EU agrees ‘historic’ reform of asylum laws

21 Dec, 2023

BRUSSELS: The EU on Wednesday agreed to an overhaul of its asylum system that includes more border detention centres and speedier deportations, prompting migrant charities to slam the changes as “dangerous”.

But EU governments, officials and MEPs hailed the preliminary accord on the bloc’s new pact on asylum and migration as “historic”, saying it updated procedures to handle growing irregular arrivals while maintaining respect of human rights.

The legislative reform, reached after lengthy negotiations between EU member countries and bloc lawmakers, has yet to be formally adopted by the European Council and European Parliament.

That is expected to be done before June 2024, when EU elections will decide the next parliament. Nationalist, anti-immigrant parties are forecast to win more seats in the parliament, reflecting a harder stance among EU voters struggling with a high cost of living.

European Commission chief Ursula von der Leyen welcomed the “historic” agreement on “a fair and pragmatic approach to managing migration”.

Many EU countries, including France, Germany, Spain and the Netherlands also hailed the accord.

Italy’s interior minister, Matteo Piantedosi, called the agreed reform a “great success”, saying frontline countries like his own “no longer feel alone”.
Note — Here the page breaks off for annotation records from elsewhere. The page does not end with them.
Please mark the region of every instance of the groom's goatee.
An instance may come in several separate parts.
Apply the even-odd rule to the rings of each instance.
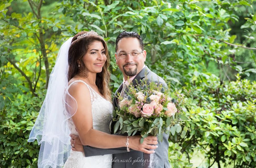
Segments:
[[[136,68],[133,71],[131,69],[127,71],[124,68],[124,67],[125,66],[127,66],[127,65],[134,65],[135,64],[136,66]],[[136,74],[137,74],[137,68],[138,64],[136,63],[131,64],[130,63],[128,63],[125,64],[123,66],[123,70],[124,72],[125,73],[125,75],[129,76],[134,76],[134,75],[136,75]]]

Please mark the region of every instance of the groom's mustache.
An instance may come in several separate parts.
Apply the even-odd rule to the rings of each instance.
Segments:
[[[127,63],[123,65],[123,68],[124,67],[126,66],[129,66],[130,65],[136,65],[136,66],[138,66],[138,64],[136,64],[136,63],[134,63],[133,64],[132,64],[131,63]]]

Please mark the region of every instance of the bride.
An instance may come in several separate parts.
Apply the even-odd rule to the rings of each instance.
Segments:
[[[85,157],[71,150],[71,133],[78,135],[84,145],[154,152],[146,149],[157,147],[149,145],[157,143],[154,137],[141,144],[139,135],[110,134],[113,109],[109,63],[106,43],[94,31],[80,32],[62,45],[28,140],[41,145],[38,167],[111,167],[111,154]]]

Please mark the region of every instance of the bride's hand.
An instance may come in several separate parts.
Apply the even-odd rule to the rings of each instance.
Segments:
[[[71,134],[69,135],[71,137],[70,139],[71,149],[74,151],[84,152],[84,148],[81,140],[78,135]]]
[[[143,143],[141,143],[140,135],[129,136],[129,148],[136,150],[138,150],[144,153],[150,154],[155,153],[154,150],[149,150],[148,149],[155,149],[158,147],[157,145],[153,146],[150,145],[156,145],[157,142],[157,138],[154,136],[148,136],[144,139]]]

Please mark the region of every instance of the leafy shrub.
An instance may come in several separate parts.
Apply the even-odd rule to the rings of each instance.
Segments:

But Hungary — which objects to having to take in irregular migrants or pay countries that do — rejected the deal in the “strongest possible terms,” its foreign minister Peter Szijjarto said.

The EU reform includes faster vetting of irregular arrivals, creating border detention centres, accelerated deportation for rejected asylum applicants and a solidarity mechanism to take pressure off southern countries experiencing big inflows.
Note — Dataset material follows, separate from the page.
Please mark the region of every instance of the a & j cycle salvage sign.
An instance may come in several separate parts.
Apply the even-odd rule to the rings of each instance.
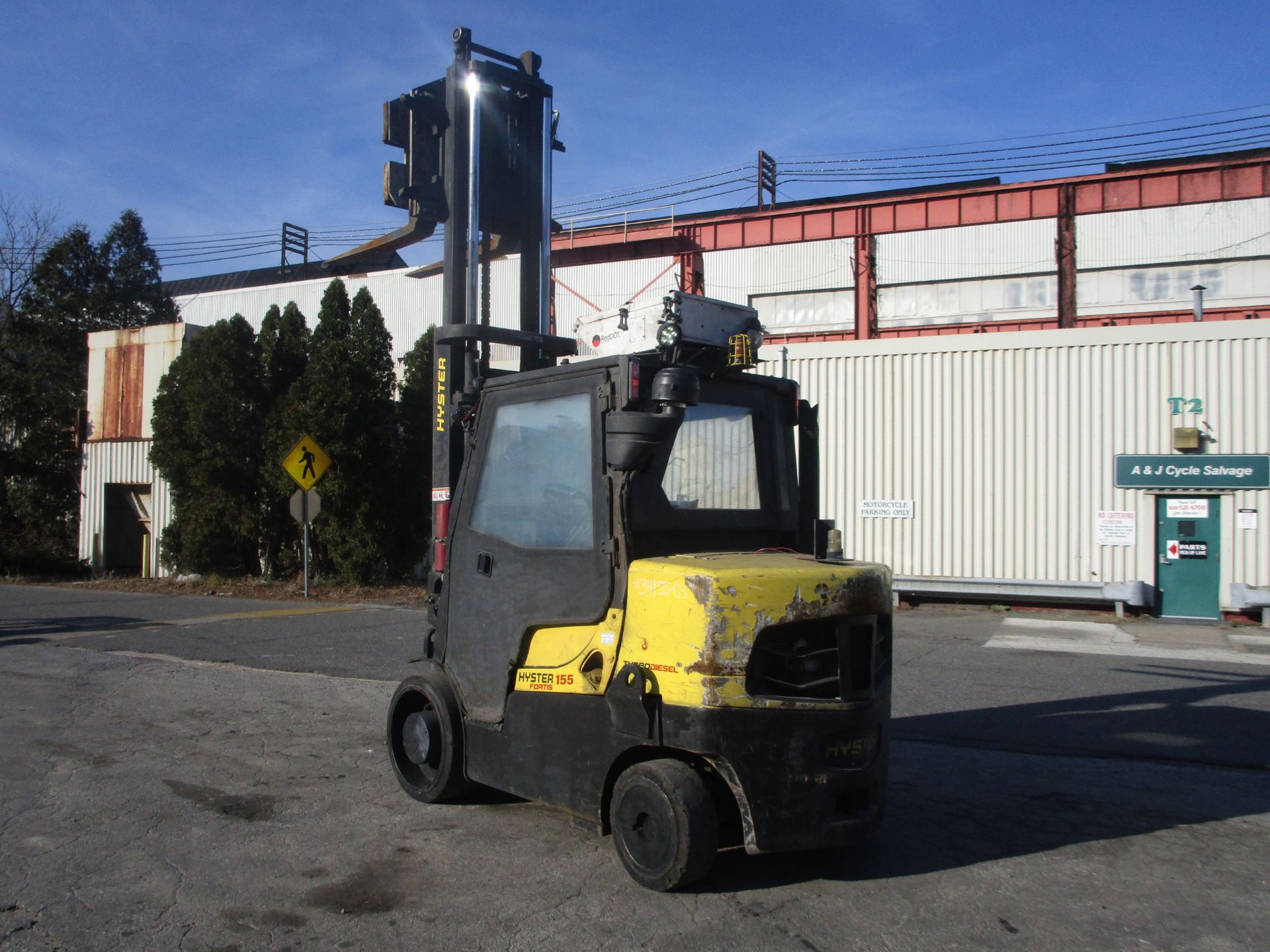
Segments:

The overhaul, based on a commission proposal put forward three years ago, keeps the existing principle under which the first EU country an asylum-seeker enters is responsible for their case. But to help countries experiencing a high number of arrivals — as is the case with Mediterranean countries Italy, Greece and Malta — a compulsory solidarity mechanism would be set up.

That would mean a certain number of migrant relocations to other EU countries, or countries that refuse to take in migrants would provide a financial or material contribution to those that do — something Budapest is fiercely against.